This is the mail archive of the gcc-patches@gcc.gnu.org mailing list for the GCC project.


Index Nav: [Date Index] [Subject Index] [Author Index] [Thread Index]
Message Nav: [Date Prev] [Date Next] [Thread Prev] [Thread Next]
Other format: [Raw text]

Re: [PING v2][PATCH] Make function clone name numbering independent.


Hi Martin, Richard,

Thanks for your responses.

On 2018-09-03 09:15 AM, Martin Jambor wrote:
> Hi,
> 
> On Mon, Sep 03 2018, Richard Biener wrote:
>> On Mon, Sep 3, 2018 at 12:02 PM Martin Jambor <mjambor@suse.cz> wrote:
>>>
>>> Hi,
>>>
>>> On Fri, Aug 31 2018, Michael Ploujnikov wrote:
>>>> I've done some more digging into the current uses of
>>>> numbered_clone_function_name and checked if any tests fail if I change
>>>> it to suffixed_function_name:
>>>>
>>>>   - gcc/cgraphclones.c:  DECL_NAME (new_decl) = numbered_clone_function_name (thunk->decl, "artificial_thunk");
>>>>     - no new tests fail, inconclusive
>>>>     - and despite the comment on redirect_callee_duplicating_thunks
>>>>       about "one or more" duplicates it doesn't seem like
>>>>       duplicate_thunk_for_node would be called more than once for each
>>>>       node, assuming each node is named uniquely, but I'm far from an
>>>>       expert in this area
>>>
>>> The comment means that if there is a chain of thunks, the method clones
>>> all of them.  Nevertheless, you need name numbering here for the same
>>> reason why you need them for constprop.
>>
>> The remaining question I had with the patch was if maybe all callers
>> can handle assigning
>> the numbering themselves, thus do sth like
>>
>>    for-each-clone-of (i, fn)
>>       DECL_NAME (...) = numbered_clone_function_name (...,
>> "artificial_thunk", i);
>>
>> which would make the map of name -> number unnecessary.

Please see my comment below.

>>
> 
> That is what I would prefer too but it also has downsides.  Callers
> would have to do their book keeping and the various cloning interfaces
> would get another parameter when already they have quite a few
> (introducing some cloning context classes seems like an overkill to me
> :-).

I'm fine with doing it the way you guys are suggesting, but just to
explain my original thinking: The way I see it is that there will
always be some kind of name -> number mapping, even if it's managed by
each individual user and even if it's actually cgraph_node ->
number.
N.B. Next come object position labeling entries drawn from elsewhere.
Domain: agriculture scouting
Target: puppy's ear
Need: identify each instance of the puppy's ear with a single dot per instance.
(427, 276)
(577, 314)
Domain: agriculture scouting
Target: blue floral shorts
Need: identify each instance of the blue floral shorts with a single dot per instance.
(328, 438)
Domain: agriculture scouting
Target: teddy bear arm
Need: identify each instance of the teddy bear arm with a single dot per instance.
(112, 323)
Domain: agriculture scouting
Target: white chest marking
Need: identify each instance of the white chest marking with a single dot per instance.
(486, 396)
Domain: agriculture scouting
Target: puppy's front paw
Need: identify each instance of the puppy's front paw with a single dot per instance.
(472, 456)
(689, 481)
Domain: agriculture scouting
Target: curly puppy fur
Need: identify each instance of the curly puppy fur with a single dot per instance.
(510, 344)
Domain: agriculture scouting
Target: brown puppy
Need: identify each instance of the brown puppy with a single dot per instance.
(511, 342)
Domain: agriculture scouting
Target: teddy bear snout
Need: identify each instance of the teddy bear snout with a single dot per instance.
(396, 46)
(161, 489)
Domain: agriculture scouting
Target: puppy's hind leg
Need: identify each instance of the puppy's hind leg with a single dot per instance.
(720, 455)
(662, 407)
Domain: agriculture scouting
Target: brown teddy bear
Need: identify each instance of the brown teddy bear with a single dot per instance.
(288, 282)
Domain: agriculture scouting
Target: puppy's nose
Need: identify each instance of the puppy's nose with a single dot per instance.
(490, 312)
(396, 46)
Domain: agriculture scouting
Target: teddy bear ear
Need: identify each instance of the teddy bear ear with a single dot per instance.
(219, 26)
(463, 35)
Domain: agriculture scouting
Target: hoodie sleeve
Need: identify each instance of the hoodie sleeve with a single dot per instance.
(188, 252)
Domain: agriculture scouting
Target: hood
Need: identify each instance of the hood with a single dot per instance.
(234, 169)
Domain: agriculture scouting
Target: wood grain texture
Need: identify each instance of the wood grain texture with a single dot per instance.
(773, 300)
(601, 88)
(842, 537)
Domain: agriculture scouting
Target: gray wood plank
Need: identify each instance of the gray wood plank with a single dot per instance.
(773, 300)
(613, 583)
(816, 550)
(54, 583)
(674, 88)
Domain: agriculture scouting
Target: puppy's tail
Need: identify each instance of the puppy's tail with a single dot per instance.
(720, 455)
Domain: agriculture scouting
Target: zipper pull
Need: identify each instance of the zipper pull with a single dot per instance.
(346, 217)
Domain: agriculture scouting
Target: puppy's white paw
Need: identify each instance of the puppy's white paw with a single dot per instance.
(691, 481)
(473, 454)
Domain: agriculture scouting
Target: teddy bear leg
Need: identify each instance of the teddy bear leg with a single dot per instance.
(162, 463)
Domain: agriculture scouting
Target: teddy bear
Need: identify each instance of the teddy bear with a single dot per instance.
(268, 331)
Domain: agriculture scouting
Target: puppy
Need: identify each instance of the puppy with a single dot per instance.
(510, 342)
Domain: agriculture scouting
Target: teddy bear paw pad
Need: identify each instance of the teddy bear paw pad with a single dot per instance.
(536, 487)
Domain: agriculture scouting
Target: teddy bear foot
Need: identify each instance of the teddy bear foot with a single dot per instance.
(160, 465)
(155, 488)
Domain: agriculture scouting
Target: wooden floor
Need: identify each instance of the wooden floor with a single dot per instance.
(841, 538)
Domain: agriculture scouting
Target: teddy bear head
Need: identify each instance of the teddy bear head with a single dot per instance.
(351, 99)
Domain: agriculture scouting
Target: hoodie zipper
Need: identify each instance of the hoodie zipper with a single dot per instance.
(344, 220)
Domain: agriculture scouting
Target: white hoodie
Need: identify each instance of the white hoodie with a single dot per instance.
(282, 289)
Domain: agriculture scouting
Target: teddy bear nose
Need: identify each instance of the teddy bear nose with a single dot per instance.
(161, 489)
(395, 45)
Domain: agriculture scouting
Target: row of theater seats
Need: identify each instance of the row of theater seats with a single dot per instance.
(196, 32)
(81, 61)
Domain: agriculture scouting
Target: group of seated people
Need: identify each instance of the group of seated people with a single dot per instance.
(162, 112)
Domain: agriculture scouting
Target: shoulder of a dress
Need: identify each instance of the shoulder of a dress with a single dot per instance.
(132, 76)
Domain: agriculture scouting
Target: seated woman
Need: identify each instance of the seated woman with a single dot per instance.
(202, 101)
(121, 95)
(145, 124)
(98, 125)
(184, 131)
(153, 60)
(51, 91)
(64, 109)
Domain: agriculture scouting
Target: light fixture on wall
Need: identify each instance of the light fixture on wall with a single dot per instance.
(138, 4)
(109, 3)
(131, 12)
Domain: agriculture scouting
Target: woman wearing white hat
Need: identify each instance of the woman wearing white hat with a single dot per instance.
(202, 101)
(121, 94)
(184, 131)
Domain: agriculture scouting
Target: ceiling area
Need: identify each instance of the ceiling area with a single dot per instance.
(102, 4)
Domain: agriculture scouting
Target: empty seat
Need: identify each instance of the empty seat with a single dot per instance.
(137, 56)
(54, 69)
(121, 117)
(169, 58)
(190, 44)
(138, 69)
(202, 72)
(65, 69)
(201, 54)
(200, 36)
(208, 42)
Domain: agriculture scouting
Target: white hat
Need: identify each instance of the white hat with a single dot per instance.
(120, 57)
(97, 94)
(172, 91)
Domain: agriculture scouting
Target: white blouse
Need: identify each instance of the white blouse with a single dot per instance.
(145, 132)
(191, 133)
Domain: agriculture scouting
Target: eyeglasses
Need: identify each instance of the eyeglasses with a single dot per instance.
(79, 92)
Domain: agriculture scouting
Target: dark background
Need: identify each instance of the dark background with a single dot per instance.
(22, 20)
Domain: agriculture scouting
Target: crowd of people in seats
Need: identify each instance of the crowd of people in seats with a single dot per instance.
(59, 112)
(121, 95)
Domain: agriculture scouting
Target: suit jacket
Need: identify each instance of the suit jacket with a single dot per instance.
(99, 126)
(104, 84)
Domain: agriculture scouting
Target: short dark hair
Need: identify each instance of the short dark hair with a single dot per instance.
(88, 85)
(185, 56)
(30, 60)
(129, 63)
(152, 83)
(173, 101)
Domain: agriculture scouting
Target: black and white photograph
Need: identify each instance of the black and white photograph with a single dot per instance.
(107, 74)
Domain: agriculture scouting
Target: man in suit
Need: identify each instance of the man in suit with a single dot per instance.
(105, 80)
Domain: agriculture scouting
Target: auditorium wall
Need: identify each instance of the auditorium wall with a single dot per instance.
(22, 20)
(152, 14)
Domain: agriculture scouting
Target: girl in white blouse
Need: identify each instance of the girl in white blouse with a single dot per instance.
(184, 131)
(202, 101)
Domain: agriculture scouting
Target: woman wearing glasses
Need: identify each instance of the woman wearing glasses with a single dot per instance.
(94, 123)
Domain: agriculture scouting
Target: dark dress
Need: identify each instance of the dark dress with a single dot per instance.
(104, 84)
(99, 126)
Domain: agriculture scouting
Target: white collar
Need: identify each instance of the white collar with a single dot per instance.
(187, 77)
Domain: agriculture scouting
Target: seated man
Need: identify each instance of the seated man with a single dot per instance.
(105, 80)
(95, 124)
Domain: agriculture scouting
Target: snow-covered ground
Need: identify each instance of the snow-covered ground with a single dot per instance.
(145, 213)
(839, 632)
Needless to say I'm far from an expert in all of the involved
areas (this is my first contribution to GCC) so the most effective
approach I could come up is doing it all in one place. Now with your
expert advice and as I get a better understanding of how things like
sra and other clones are created, I'm starting to see that a more
tailored approach is possible and probably the way it should have been
done in the first place.

> 
> If we want to get rid of .constprop discrepancies,

Could you please clarify to me what exactly you mean by the
".constprop discrepancies"?

> something like the
> following (only very mildly tested) patch should be enough (note that
> IPA-CP currently does not really need the new has because it creates

What do you mean "it doesn't need the new hash"? My
independent-cloneids-1.c test shows that a function can have more than
one .constprop clone, but I'm probably just not understanding
something.

> clones in only one pass through the call graph, but that is something
> likely to change).  We could then adjust other cloners that we care
> about.
> 
> However, if clones of thunks are one of them, then the optional
> parameter will also proliferate to cgraph_node::create_clone(),
> cgraph_edge::redirect_callee_duplicating_thunks() and
> duplicate_thunk_for_node().  create_version_clone_with_body would almost
> certainly need it because of IPA-SRA too (IPA-SRA can of course always
> pass zero).

I'll try to do this and to convert the other users in the next version
of the patch, but I might need some help with understanding how some
of those passes work!

> 
> Martin
> 
> 
> 
> diff --git a/gcc/cgraph.h b/gcc/cgraph.h
> index 2b00f0165fa..703c3cfea7b 100644
> --- a/gcc/cgraph.h
> +++ b/gcc/cgraph.h
> @@ -964,11 +964,15 @@ public:
>  			     cgraph_node *new_inlined_to,
>  			     bitmap args_to_skip, const char *suffix = NULL);
>  
> -  /* Create callgraph node clone with new declaration.  The actual body will
> -     be copied later at compilation stage.  */
> +  /* Create callgraph node clone with new declaration.  The actual body will be
> +     copied later at compilation stage.  The name of the new clone will be
> +     constructed from the name of the original name, SUFFIX and a number which
> +     can either be NUM_SUFFIX if non-negative or a unique incremented integer
> +     otherwise.  */
>    cgraph_node *create_virtual_clone (vec<cgraph_edge *> redirect_callers,
>  				     vec<ipa_replace_map *, va_gc> *tree_map,
> -				     bitmap args_to_skip, const char * suffix);
> +				     bitmap args_to_skip, const char * suffix,
> +				     int num_suffix = -1);
>  
>    /* cgraph node being removed from symbol table; see if its entry can be
>     replaced by other inline clone.  */
> @@ -2376,8 +2380,9 @@ basic_block init_lowered_empty_function (tree, bool, profile_count);
>  tree thunk_adjust (gimple_stmt_iterator *, tree, bool, HOST_WIDE_INT, tree);
>  /* In cgraphclones.c  */
>  
> -tree clone_function_name_1 (const char *, const char *);
> -tree clone_function_name (tree decl, const char *);
> +tree clone_function_name_1 (const char *name, const char *suffix,
> +			    int num_suffix = -1);
> +tree clone_function_name (tree decl, const char *suffix, int num_suffix = -1);

I can see how using the default -1 helped you keep this patch very
small and simple, but for my version of the patch I would actually
prefer to avoid the implicit fallback to the original global counter
and instead make the patch as big as necessary to convert all the
users who need it. The motivation is that implicit behaviour can
sometimes be missed, which I believe is related to why some existing
calls to clone_function_name are unnecessary.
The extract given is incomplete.